Au Kenya, la police a dispersé mardi, à coup de gaz lacrymogènes, une marche pacifique dénonçant les féminicides dans le pays. Les manifestantes réclament des mesures concrètes face à la recrudescence des meurtres.
Mardi, au Kenya, la police a tiré des grenades lacrymogènes sur un groupe de jeunes femmes rassemblées dans le quartier central des affaires de Nairobi pour dénoncer les féminicides dans le pays. Si la mobilisation a semblé timide le matin, elle a pris de l’ampleur dans l’après-midi avec des milliers de femmes qui ont marché jusqu’au parlement. Là, elles ont hué et scandé des slogans tels que « Stop au féminicide », « Honte à vous! » et « Eduquez vos fils », selon l’AFP.
Plusieurs arrestations de manifestantes au Kenya
La police a vigoureusement réagi et s’en est suivie une bataille rangée dans les rues. Mais les manifestantes ont été dispersées et certaines arrêtées. Le directeur exécutif de l’ONG Amnesty International Kenya a également été interpellé, selon une déclaration de plusieurs groupes de défense des droits de l’homme. Amnesty International et la Law Society of Kenya ont publié une déclaration commune condamnant les actions de la police. Ces ONG estiment qu’il s’agit d’une « attaque directe contre les principes démocratiques du Kenya et les droits de l’homme de ses citoyens ».
La marathonienne Rebecca Cheptegei tuée en septembre par son compagnon
Depuis plusieurs mois, le Kenya fait face à une épidémie silencieuse de violence sexiste. La Commission nationale kényane des droits de l’homme (KNCHR) a déclaré en novembre avoir recensé 97 assassinats de femmes depuis août. On se souvient notamment du meurtre, le 1er septembre, de la marathonienne ougandaise Rebecca Cheptegei, qui venait de participer aux JO de Paris. Deux mois plus tôt, des sacs contenant des parties de corps de femmes démembrées ont été découverts dans une décharge de Nairobi.
Le président du Kenya, William Ruto, a réagi timidement
Dans la même période, une étudiante assassinée a été découverte dans un champ. Puis, les corps mutilés d’une mère, de sa fille et de sa nièce, tuées sauvagement, ont été retrouvés éparpillés à différents endroits. La liste n’est pas exhaustive. Après des mois de critiques acerbes, le président William Ruto a reconnu en novembre que le féminicide était « un problème urgent et profondément troublant ». Il a annoncé 770.000 dollars pour le financement d’une campagne visant à protéger et à soutenir les victimes.

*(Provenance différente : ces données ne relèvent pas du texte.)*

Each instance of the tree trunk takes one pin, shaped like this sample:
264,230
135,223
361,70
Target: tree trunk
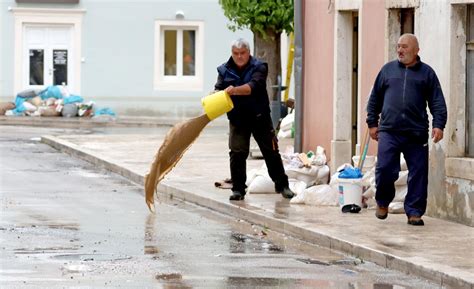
268,50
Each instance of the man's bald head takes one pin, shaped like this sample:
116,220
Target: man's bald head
407,49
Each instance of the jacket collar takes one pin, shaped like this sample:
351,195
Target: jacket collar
416,66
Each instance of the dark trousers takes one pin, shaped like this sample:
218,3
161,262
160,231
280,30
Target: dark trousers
239,145
414,146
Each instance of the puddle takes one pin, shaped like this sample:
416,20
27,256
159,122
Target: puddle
241,243
91,257
169,276
28,251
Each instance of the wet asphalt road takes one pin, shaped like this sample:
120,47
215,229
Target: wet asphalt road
67,224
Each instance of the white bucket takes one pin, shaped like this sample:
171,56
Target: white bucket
350,192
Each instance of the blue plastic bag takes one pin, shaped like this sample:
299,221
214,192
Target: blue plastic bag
350,173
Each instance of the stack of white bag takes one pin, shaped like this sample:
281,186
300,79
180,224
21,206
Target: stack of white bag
286,126
316,192
396,206
308,177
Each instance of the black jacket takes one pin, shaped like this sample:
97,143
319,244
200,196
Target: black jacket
400,96
248,107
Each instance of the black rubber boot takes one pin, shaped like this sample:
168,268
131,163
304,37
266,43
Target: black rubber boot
237,196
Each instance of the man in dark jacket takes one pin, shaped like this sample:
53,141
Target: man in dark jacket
402,90
244,79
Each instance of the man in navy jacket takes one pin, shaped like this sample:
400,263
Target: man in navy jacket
244,79
398,120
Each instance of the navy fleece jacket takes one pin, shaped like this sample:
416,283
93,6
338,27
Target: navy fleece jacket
400,96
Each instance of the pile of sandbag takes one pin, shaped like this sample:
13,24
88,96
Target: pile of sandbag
287,126
54,100
308,176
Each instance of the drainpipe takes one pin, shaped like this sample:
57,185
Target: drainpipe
299,80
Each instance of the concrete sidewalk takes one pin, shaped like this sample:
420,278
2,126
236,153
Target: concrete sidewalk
441,251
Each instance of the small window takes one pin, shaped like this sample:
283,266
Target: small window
36,67
470,81
407,20
178,55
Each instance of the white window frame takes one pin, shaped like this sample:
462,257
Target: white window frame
178,82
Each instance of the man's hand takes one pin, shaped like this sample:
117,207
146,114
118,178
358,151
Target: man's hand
437,134
230,89
374,132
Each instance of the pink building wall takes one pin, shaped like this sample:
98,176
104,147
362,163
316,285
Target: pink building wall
318,75
372,54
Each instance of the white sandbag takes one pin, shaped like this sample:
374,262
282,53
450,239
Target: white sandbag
261,184
323,175
307,175
402,178
321,195
319,158
296,186
287,122
284,134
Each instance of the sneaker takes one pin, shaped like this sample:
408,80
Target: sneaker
236,196
286,193
381,212
415,221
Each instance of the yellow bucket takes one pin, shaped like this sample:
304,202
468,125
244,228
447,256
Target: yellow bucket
217,104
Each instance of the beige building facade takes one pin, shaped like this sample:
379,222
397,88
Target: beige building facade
346,42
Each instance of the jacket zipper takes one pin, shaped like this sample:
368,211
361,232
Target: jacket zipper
404,88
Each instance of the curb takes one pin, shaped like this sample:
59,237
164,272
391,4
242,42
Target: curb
418,267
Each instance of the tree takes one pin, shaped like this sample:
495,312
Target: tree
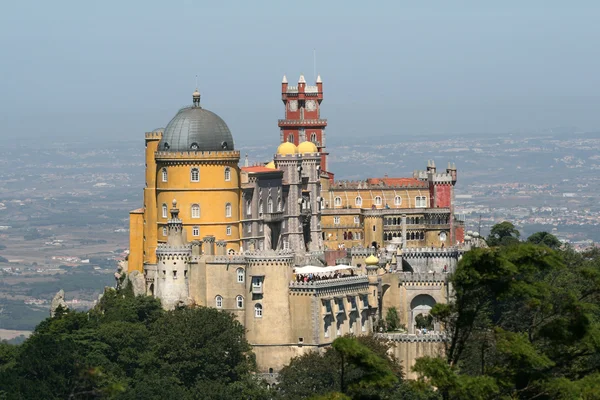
523,324
545,239
503,234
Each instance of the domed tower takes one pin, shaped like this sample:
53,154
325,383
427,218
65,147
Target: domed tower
196,162
172,269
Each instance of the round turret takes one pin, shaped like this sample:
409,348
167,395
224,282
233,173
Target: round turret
287,148
307,147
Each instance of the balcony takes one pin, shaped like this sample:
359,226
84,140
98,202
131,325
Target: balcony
275,216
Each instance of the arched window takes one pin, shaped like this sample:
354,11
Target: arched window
195,211
195,175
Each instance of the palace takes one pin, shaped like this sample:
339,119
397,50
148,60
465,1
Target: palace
299,257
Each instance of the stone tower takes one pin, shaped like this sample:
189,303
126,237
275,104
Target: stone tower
172,268
303,115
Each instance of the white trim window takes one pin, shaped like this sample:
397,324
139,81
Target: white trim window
195,175
195,211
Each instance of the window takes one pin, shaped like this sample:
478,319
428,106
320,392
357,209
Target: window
195,175
195,211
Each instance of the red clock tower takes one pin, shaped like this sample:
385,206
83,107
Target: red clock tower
303,115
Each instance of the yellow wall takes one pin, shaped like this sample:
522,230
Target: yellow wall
136,241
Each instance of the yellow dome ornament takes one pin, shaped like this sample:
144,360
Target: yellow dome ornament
287,148
307,147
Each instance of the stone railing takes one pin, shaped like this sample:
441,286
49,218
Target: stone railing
337,285
433,277
409,337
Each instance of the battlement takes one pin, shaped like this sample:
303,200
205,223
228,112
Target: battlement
154,135
302,122
425,277
205,155
437,337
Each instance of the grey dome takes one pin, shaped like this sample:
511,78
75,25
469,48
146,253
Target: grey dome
196,129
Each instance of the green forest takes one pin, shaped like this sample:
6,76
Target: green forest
523,324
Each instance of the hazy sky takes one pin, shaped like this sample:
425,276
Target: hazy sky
121,68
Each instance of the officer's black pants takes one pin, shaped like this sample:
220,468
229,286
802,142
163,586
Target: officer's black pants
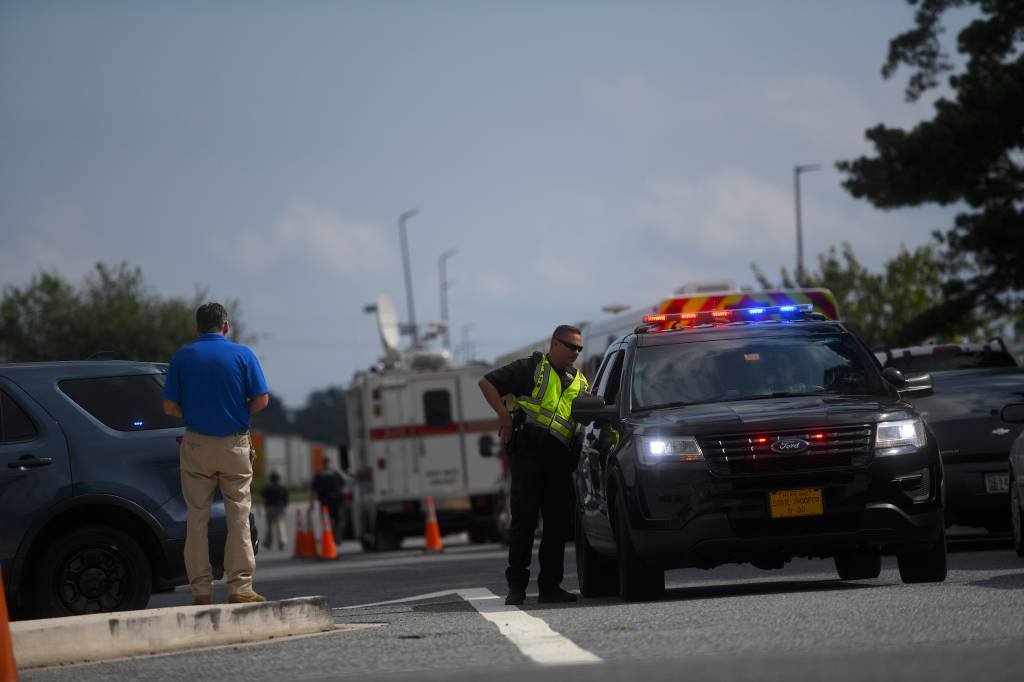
541,481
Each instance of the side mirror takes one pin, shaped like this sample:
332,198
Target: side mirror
486,444
1013,413
587,409
916,385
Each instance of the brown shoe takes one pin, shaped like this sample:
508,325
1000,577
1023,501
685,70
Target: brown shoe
246,598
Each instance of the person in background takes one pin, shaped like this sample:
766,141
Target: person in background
215,386
274,503
330,486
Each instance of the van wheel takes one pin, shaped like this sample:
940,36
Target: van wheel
927,565
92,569
637,581
858,564
598,576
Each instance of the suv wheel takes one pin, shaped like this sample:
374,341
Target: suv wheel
636,580
858,564
1017,517
92,569
598,576
927,565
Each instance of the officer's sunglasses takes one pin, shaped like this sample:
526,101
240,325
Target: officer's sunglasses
570,346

Il faut qualifier les féminicides de « crise nationale »
Mais les activistes trouvent ce fonds dérisoire devant l’ampleur du problème. Ils appellent le gouvernement à prendre une série de mesures plus concrètes. Les militants des droits femmes réclament notamment que le président qualifie les féminicides de « crise nationale » et qu’il consacre plus d’argent aux campagnes de sensibilisation. Ils souhaitent également que le parlement adopte une loi reconnaissant les féminicides ou les meurtres liés au sexe comme des crimes distincts et imposant des peines sévères à leurs auteurs.

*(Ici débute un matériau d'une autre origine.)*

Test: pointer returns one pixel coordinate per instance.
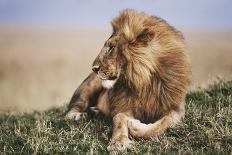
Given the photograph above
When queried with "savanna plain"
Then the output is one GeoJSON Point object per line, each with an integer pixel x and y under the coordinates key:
{"type": "Point", "coordinates": [40, 68]}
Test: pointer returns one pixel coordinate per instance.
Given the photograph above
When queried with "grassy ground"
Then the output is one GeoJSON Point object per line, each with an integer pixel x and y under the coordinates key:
{"type": "Point", "coordinates": [207, 129]}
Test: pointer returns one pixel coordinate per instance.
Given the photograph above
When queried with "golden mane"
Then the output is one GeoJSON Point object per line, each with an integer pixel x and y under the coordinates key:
{"type": "Point", "coordinates": [141, 76]}
{"type": "Point", "coordinates": [158, 69]}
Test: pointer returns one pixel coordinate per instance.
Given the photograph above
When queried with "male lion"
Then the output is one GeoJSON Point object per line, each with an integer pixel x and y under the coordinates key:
{"type": "Point", "coordinates": [140, 79]}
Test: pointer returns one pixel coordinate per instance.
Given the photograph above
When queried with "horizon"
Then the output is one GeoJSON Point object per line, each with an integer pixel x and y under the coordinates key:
{"type": "Point", "coordinates": [94, 14]}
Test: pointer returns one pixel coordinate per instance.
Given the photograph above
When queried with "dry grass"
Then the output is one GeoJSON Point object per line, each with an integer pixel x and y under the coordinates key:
{"type": "Point", "coordinates": [207, 129]}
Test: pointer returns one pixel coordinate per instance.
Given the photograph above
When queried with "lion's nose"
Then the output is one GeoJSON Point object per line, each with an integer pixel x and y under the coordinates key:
{"type": "Point", "coordinates": [96, 68]}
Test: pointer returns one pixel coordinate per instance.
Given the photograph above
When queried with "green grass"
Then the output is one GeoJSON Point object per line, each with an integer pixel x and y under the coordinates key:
{"type": "Point", "coordinates": [207, 129]}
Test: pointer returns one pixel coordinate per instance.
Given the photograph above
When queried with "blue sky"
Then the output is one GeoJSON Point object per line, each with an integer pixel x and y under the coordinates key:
{"type": "Point", "coordinates": [208, 14]}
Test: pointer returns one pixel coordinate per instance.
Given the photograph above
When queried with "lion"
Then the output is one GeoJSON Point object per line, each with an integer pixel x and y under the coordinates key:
{"type": "Point", "coordinates": [140, 79]}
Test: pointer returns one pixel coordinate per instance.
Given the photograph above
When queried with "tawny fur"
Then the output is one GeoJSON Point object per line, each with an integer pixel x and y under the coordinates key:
{"type": "Point", "coordinates": [147, 58]}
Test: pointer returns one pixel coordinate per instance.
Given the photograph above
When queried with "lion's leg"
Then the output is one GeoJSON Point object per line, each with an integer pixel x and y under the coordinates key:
{"type": "Point", "coordinates": [120, 140]}
{"type": "Point", "coordinates": [80, 101]}
{"type": "Point", "coordinates": [138, 129]}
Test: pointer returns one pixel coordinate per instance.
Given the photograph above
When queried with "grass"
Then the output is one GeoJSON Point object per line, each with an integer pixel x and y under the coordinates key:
{"type": "Point", "coordinates": [207, 129]}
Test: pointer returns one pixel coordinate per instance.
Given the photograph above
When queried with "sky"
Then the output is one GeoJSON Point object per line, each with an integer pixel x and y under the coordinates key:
{"type": "Point", "coordinates": [207, 14]}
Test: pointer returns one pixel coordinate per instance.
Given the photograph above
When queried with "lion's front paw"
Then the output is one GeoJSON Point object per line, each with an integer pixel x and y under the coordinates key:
{"type": "Point", "coordinates": [73, 114]}
{"type": "Point", "coordinates": [120, 144]}
{"type": "Point", "coordinates": [136, 128]}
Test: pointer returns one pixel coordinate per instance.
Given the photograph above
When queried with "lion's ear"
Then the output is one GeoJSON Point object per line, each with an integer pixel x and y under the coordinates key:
{"type": "Point", "coordinates": [145, 36]}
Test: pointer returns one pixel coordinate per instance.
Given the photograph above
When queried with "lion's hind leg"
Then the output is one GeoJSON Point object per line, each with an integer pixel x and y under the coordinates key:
{"type": "Point", "coordinates": [138, 129]}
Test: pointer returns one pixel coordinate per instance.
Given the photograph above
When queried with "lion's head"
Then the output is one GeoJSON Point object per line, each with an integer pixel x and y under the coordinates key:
{"type": "Point", "coordinates": [132, 49]}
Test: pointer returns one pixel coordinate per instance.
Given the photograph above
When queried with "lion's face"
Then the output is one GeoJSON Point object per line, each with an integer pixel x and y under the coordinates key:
{"type": "Point", "coordinates": [108, 63]}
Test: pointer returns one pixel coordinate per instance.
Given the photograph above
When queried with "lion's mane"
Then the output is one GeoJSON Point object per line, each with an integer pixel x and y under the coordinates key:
{"type": "Point", "coordinates": [156, 74]}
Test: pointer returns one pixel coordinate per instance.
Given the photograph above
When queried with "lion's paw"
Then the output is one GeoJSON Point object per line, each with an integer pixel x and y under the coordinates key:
{"type": "Point", "coordinates": [73, 114]}
{"type": "Point", "coordinates": [136, 128]}
{"type": "Point", "coordinates": [120, 144]}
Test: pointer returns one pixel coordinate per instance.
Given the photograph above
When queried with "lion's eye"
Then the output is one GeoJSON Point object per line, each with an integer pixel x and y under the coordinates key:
{"type": "Point", "coordinates": [110, 49]}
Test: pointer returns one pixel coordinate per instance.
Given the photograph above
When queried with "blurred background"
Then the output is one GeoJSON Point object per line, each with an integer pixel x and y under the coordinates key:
{"type": "Point", "coordinates": [47, 46]}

Les féminicides au Kenya liés aux disparités économiques et à des attitudes patriarcales
Actuellement, les assassinats de femmes au Kenya sont catégorisés comme des homicides. Pour les ONG, cette classification est trop large et ne permet pas de dire clairement qu’une femme est tuée en raison de son sexe. Elles invitent à prendre l’exemple sur le Mexique, où les féminicides sont inscrits dans la loi. Selon des chercheurs, le fort taux de féminicides au Kenya serait lié aux disparités économiques et à des attitudes patriarcales profondément enracinées dans la société.